Dans les collèges et lycées, le ministère a dénombré 16,4% de grévistes, et le Snes-FSU (principal syndicat) 47%.

La manifestation à Paris a réuni entre 3.200 et 7.500 personnes selon les sources. Des cortèges ont aussi défilé à Marseille (2.000 à 3.000), à Lyon (1.100 à 2.000), à Toulouse (800 à 1.700), à Nice et Saint-Etienne (700 à 1.000).

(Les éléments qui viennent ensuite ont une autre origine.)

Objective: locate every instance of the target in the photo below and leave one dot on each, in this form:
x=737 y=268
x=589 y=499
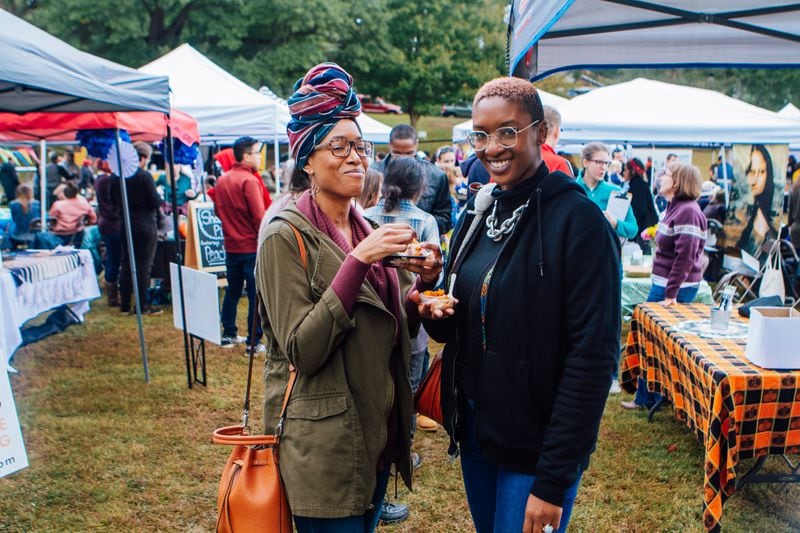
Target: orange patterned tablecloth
x=738 y=410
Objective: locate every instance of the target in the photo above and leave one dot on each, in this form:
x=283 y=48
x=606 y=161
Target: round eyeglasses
x=343 y=147
x=505 y=137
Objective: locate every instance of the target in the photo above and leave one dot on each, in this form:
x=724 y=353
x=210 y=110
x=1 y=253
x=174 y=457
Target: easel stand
x=198 y=352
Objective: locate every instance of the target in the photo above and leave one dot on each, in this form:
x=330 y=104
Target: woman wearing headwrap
x=343 y=322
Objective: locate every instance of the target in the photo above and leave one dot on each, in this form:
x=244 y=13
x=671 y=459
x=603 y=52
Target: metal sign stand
x=198 y=346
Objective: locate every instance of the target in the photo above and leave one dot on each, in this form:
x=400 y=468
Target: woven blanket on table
x=32 y=267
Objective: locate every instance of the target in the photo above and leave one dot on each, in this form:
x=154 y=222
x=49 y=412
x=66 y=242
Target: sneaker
x=393 y=513
x=416 y=461
x=426 y=424
x=230 y=342
x=260 y=348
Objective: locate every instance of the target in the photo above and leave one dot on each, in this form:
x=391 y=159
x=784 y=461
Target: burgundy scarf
x=383 y=280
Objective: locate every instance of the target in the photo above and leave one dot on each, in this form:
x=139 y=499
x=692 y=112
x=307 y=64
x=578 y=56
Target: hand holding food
x=389 y=239
x=428 y=264
x=434 y=305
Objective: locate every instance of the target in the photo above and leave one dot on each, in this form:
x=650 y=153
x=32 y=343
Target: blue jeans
x=113 y=244
x=497 y=497
x=240 y=270
x=657 y=294
x=365 y=523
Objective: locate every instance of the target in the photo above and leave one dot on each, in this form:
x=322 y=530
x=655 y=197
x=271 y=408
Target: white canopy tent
x=373 y=130
x=460 y=130
x=646 y=112
x=225 y=107
x=790 y=111
x=548 y=36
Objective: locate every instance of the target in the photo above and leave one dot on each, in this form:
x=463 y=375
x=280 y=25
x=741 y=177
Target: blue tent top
x=548 y=36
x=42 y=73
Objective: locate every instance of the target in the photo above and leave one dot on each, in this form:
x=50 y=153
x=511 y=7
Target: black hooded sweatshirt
x=552 y=336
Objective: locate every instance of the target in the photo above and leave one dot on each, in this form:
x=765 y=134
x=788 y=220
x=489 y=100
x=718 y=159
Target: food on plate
x=438 y=299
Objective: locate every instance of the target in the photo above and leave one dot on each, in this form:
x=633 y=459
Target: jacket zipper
x=486 y=324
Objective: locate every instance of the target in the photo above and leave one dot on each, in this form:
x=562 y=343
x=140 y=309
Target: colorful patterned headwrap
x=321 y=99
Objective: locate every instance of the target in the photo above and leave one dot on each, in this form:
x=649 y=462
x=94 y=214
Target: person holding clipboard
x=608 y=197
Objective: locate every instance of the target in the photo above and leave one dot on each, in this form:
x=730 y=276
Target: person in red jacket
x=226 y=160
x=239 y=204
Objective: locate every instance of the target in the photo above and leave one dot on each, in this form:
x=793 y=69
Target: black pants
x=145 y=238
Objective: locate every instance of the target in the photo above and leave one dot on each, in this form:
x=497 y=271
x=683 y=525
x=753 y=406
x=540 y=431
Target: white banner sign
x=12 y=448
x=202 y=302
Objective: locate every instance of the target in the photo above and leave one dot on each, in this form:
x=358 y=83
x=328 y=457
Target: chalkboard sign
x=205 y=244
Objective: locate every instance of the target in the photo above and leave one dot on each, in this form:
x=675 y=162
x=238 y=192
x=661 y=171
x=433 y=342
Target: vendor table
x=35 y=281
x=736 y=409
x=636 y=290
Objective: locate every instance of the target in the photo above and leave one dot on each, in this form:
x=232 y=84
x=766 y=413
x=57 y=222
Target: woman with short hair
x=24 y=209
x=534 y=339
x=678 y=261
x=642 y=203
x=595 y=163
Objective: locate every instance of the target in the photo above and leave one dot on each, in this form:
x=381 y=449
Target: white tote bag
x=772 y=281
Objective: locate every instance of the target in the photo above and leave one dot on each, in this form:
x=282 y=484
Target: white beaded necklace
x=506 y=227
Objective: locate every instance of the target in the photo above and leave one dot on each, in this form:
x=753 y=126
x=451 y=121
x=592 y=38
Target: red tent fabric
x=146 y=126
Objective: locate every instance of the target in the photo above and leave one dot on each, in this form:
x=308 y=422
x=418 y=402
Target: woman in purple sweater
x=677 y=265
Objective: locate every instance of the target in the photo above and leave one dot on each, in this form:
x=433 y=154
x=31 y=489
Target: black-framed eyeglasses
x=505 y=137
x=342 y=147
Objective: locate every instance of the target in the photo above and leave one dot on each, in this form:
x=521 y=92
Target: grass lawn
x=111 y=453
x=437 y=128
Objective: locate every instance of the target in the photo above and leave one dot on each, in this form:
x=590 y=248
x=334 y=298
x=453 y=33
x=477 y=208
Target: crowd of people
x=524 y=242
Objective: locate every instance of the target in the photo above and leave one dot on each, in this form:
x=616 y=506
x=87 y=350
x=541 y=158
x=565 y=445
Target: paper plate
x=702 y=328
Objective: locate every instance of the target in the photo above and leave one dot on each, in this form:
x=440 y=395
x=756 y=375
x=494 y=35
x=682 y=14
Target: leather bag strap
x=301 y=246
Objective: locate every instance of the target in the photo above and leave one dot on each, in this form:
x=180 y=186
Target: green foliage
x=418 y=54
x=433 y=52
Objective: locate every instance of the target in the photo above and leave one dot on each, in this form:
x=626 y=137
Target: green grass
x=438 y=129
x=109 y=452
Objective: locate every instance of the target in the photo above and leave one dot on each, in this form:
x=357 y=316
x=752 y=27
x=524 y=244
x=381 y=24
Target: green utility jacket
x=336 y=423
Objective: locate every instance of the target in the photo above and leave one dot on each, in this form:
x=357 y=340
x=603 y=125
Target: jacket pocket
x=319 y=461
x=507 y=417
x=317 y=407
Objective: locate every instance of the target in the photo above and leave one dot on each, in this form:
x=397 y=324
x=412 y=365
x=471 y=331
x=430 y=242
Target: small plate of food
x=414 y=250
x=437 y=299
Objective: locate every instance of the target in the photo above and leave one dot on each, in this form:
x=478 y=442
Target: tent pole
x=43 y=183
x=126 y=213
x=178 y=259
x=276 y=145
x=725 y=176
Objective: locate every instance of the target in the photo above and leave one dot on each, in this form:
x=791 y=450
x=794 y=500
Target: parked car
x=376 y=104
x=457 y=110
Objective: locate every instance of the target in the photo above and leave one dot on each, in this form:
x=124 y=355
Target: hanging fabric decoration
x=183 y=154
x=128 y=156
x=98 y=142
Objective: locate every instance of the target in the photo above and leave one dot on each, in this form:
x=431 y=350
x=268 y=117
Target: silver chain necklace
x=507 y=226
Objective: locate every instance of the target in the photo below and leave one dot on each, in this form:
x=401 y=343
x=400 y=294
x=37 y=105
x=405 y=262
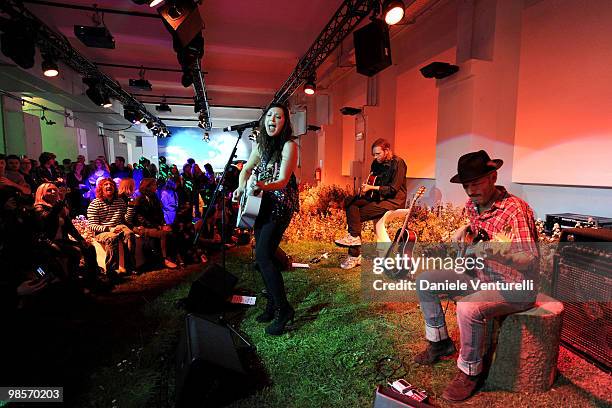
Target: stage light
x=163 y=106
x=310 y=87
x=49 y=68
x=132 y=115
x=96 y=92
x=438 y=70
x=393 y=10
x=18 y=44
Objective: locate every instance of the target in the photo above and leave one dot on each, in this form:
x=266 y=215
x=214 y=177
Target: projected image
x=188 y=143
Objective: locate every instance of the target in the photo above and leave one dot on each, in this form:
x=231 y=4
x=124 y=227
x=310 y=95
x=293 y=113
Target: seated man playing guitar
x=494 y=213
x=388 y=192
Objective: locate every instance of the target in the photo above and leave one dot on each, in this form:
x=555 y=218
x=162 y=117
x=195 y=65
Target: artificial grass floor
x=339 y=349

Plusieurs centaines de manifestants ont été dénombrés à Montpellier, Rouen, Bordeaux, Bayonne, Angoulême, Poitiers, Rennes, Nantes, Lille ou encore Clermont-Ferrand.

"Chatel tu perds ton triple A", ont scandé les manifestants niçois et parisiens. "Non aux agences de notations", "l'ère Chatel, clientélisme, arbitraire", "Papa Noël, apporte-moi un vrai ministre de service public", pouvait-on lire sur les pancartes à Marseille.

Le projet que le gouvernement souhaite voir mis en oeuvre dès la rentrée 2012 prévoit la fin de la traditionnelle double notation des enseignants (le chef d'établissement et l'inspecteur régional) qui seraient évalués lors d'un entretien par leur "supérieur hiérarchique direct". Cette évaluation déterminerait l'évolution des salaires.

A Toulouse, Aurélien, lycéen de 16 ans qui se destine à être professeur de mathématiques, refuse que les principaux de collèges valident les enseignants, car "ils ne sont pas spécialisés dans une matière". Pour Sarah Boudes, professeur d'EPS depuis 10 ans, "il doit y avoir une réforme, mais celle-ci n'est pas la bonne" car le principal va "plus juger le travail administratif du professeur que le côté didactique et pédagogique".

Le ministre de l'Education nationale Luc Chatel a assuré mercredi soir, sur France 3, "vouloir améliorer le système (d'évaluation) pour qu'il soit plus juste".

Si les syndicats estiment que le dispositif actuel est effectivement "injuste" et "inefficace", ils craignent cependant que la réforme n'accentue les défauts du dispositif. Ils dénoncent "la conception managériale" du projet.

"L'idée, c'est qu'on donne des responsabilités, ce n'est pas un gros mot, de management aux chefs d'établissement", a souvent expliqué le ministre.

 "Il faut retirer le décret Chatel car on est en train d'introduire des modes de gestion privée. L'Education nationale n'est pas L'Oréal", a déclaré Jean-Claude Mailly, le secrétaire général de Force Ouvrière.

"On est dans une logique de concurrence entre les établissements et d'éclatement des équipes", a déploré Christian Chevalier, du SE-Unsa.

Le Snalc "préconise le renforcement des corps d'inspection, le maintien d'une vraie évaluation individuelle sur les critères des savoirs et de la capacité à transmettre des savoirs, c'est-à-dire l'essentiel de la mission des professeurs".

"On espère que le ministre retirera ce soir (jeudi) son projet et qu'il ouvrira des discussions sur de nouvelles bases", a dit à l'AFP Frédérique Rolet, cosecrétaire générale du Snes-FSU, premier syndicat du secondaire.

François Hollande a affirmé jeudi à Bondy (Seine-Saint-Denis) que, s'il était élu en mai 2012, il reviendrait sur le projet gouvernemental, lors de "discussions avec les syndicats" pour "trouver des formules plus originales, y compris collectives".